Which has larger (IE) in each pair?
A.$N$ or ${O^ + }$
B.$B{e^ + }$ or ${B^ + }$
C.$Be$ or $B$
D.$N{a^ + }$ or $Ne$
Give your answer as a four digit number, example- $ 1212/2122$ and so on ($ 1$ for first element and $ 2$ for second)

Answer 1

Hint: Let’s first discuss what ionization energy is. Ionization energy refers to the amount of energy needed to remove an electron from an atom. Ionization energy decreases as we go down a group. Ionization energy increases from left to right across the periodic table.
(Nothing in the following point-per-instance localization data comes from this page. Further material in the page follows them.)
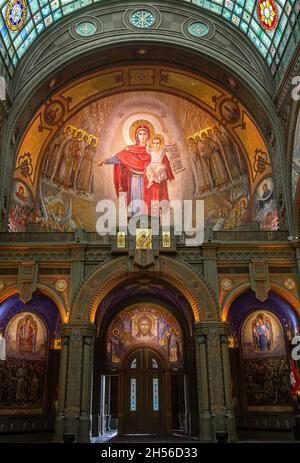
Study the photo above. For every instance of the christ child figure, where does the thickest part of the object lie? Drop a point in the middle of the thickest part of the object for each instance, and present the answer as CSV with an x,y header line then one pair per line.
x,y
156,171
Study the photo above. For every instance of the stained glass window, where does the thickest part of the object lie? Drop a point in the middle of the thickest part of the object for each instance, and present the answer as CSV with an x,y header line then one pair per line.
x,y
276,46
155,398
133,395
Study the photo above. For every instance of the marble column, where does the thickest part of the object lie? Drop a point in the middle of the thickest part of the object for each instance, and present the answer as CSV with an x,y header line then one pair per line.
x,y
59,420
214,391
73,418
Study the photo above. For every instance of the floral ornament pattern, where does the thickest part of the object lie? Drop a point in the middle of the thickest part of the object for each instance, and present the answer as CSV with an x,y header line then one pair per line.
x,y
267,13
16,14
25,165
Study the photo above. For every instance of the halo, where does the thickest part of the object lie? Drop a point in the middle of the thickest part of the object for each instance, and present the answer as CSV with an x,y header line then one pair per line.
x,y
160,137
135,125
243,198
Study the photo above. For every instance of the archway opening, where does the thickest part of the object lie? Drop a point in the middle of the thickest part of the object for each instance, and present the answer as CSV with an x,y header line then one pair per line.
x,y
145,359
261,361
29,364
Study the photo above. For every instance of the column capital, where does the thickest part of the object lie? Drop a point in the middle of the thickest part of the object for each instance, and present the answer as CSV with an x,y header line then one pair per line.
x,y
210,327
76,329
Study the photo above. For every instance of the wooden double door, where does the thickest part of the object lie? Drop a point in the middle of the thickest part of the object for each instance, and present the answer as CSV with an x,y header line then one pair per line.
x,y
144,393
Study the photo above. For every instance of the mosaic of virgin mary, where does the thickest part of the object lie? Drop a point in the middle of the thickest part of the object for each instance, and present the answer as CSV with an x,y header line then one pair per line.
x,y
134,165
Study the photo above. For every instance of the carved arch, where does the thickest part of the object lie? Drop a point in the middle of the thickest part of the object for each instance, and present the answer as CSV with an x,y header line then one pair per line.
x,y
195,289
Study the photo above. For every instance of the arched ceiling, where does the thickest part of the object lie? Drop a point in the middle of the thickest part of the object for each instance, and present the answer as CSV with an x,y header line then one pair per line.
x,y
42,14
It can be used to help predict the strength of chemical bonds.

Complete answer:
There are two electrons in the first orbital of the $ O$ sublevel, there is greater electronic repulsion in the $ 2p$ sublevel for $ O$ than $ N$ . Therefore, it is easier to remove an electron from the $ O$ than the $ N$ , and the ionization energy of $ O$ is lower than $ N$ . Also the effective nuclear charge of $ {O^ + }$ . Therefore, the correct order is $ N < {O^ + }$ .
When an electron is removed from $ {B^ + }$ , stable $ 2{s^2}$ electronic configuration is broken. so, the correct order is $ {B^ + } < B{e^ + }$
The first ionization energy of beryllium is greater than that of boron because beryllium has a stable complete electronic configuration so it requires more energy to remove the first electron from it. So, the correct order is $ Be > B$
The ionization enthalpy of $ N{a^ + }$ ion is more than twice that of $ Ne$ . The $ N{a^ + }$ ion has a higher effective nuclear charge than NE. So, the electrons in the outermost shell are more tightly bound to the nucleus in $ N{a^ + }$ ion than in the neutral $ Ne$ atom. higher will be the ionization energy, so the correct order is $ N{a^ + } > Ne$
Hence, the correct answer is $ 2211$

Note:
$ N$ and $ {O^ + }$ are isoelectronic species. Isoelectronic species are known as atoms or ions that have the same number of electrons. In isoelectronic species, there the number of electrons would be equal but the elements would be different.